I have a habit of stating the obvious which – if you’re smarter than me – guarantees that you’ll think me an idiot. But if you’re around the same degree of smartness, those obvious utterings can sometimes be mistaken for insights.
So it just occurred to me today that the iPhone really is the Hitchhiker’s Guide to the Galaxy. My daughter, Alex, has been saying this for some time, but in the past I’ve always nodded and carried on staring at the screen, ignoring the significance of her words.
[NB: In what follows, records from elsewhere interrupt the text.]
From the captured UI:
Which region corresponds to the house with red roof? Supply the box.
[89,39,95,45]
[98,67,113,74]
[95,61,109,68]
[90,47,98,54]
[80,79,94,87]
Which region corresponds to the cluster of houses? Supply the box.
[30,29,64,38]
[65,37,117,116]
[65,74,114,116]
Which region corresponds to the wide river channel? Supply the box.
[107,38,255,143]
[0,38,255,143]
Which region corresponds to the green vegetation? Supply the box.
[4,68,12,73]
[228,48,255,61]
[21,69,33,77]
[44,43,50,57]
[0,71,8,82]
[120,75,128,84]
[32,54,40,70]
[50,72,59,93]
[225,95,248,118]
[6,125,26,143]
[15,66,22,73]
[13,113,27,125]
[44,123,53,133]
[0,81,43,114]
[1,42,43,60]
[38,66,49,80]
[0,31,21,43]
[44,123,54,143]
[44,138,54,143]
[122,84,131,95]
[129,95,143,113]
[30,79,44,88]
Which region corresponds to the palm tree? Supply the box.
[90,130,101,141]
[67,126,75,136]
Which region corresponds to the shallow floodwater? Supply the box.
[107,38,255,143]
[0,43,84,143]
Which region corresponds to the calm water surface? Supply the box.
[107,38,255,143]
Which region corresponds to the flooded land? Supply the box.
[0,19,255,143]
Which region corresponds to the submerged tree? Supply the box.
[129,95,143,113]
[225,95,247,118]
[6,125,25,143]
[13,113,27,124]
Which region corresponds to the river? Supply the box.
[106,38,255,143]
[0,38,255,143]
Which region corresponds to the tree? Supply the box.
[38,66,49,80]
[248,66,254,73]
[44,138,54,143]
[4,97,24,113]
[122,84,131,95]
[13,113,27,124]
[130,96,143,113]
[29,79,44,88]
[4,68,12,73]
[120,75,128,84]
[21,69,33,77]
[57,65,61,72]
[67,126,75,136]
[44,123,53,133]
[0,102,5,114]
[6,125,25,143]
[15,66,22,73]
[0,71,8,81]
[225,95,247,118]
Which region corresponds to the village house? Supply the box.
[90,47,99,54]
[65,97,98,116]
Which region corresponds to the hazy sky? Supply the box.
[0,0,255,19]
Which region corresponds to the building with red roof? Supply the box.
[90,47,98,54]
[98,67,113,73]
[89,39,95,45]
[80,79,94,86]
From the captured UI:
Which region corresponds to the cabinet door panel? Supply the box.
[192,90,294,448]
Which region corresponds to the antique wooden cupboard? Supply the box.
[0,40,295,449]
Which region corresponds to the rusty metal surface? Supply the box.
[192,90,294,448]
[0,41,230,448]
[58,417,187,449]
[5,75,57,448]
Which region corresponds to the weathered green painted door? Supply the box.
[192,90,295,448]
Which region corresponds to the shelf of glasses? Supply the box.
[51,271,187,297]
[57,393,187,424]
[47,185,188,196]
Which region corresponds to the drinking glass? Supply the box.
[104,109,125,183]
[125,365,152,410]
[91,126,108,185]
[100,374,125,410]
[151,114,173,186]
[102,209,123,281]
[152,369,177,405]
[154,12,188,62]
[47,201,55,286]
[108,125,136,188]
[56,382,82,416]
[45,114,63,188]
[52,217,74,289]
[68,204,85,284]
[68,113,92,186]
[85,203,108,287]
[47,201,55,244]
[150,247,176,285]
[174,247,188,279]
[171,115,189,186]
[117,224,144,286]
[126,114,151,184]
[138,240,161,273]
So today, she spelled it out for me:
- I used it to navigate across a new city, with its cute French accent burbling directions in my pocket as we walked
- I read some (non-Vogon) poetry on it, while waiting for the castle in Ghent to open at 10am
- I used the Babelfish function to translate the Flemish name of the fish I was about to eat for lunch
- I asked it to compare the price of lunch in Euros, Pounds and (inexplicably) Altarian dollars
- I took a photo of an alarmingly long caterpillar and it told me what species it was
- We even saw a Hitchhiker’s Guide field researcher working on updating the Guide (OK, it was a poor guy with a Google backpack and a minder to keep him from getting mugged or pelted with Belgian chocolates, but the idea was the same … he even looked a bit like Ford Prefect from a distance).
And every day it’s the same … I wouldn’t travel the Galaxy without it. But most convincingly of all, ask it any question on Earth and the best answer Siri can come up with is: “mostly harmless”.
Douglas Adams’ vision has been fulfilled. Don’t forget your towel.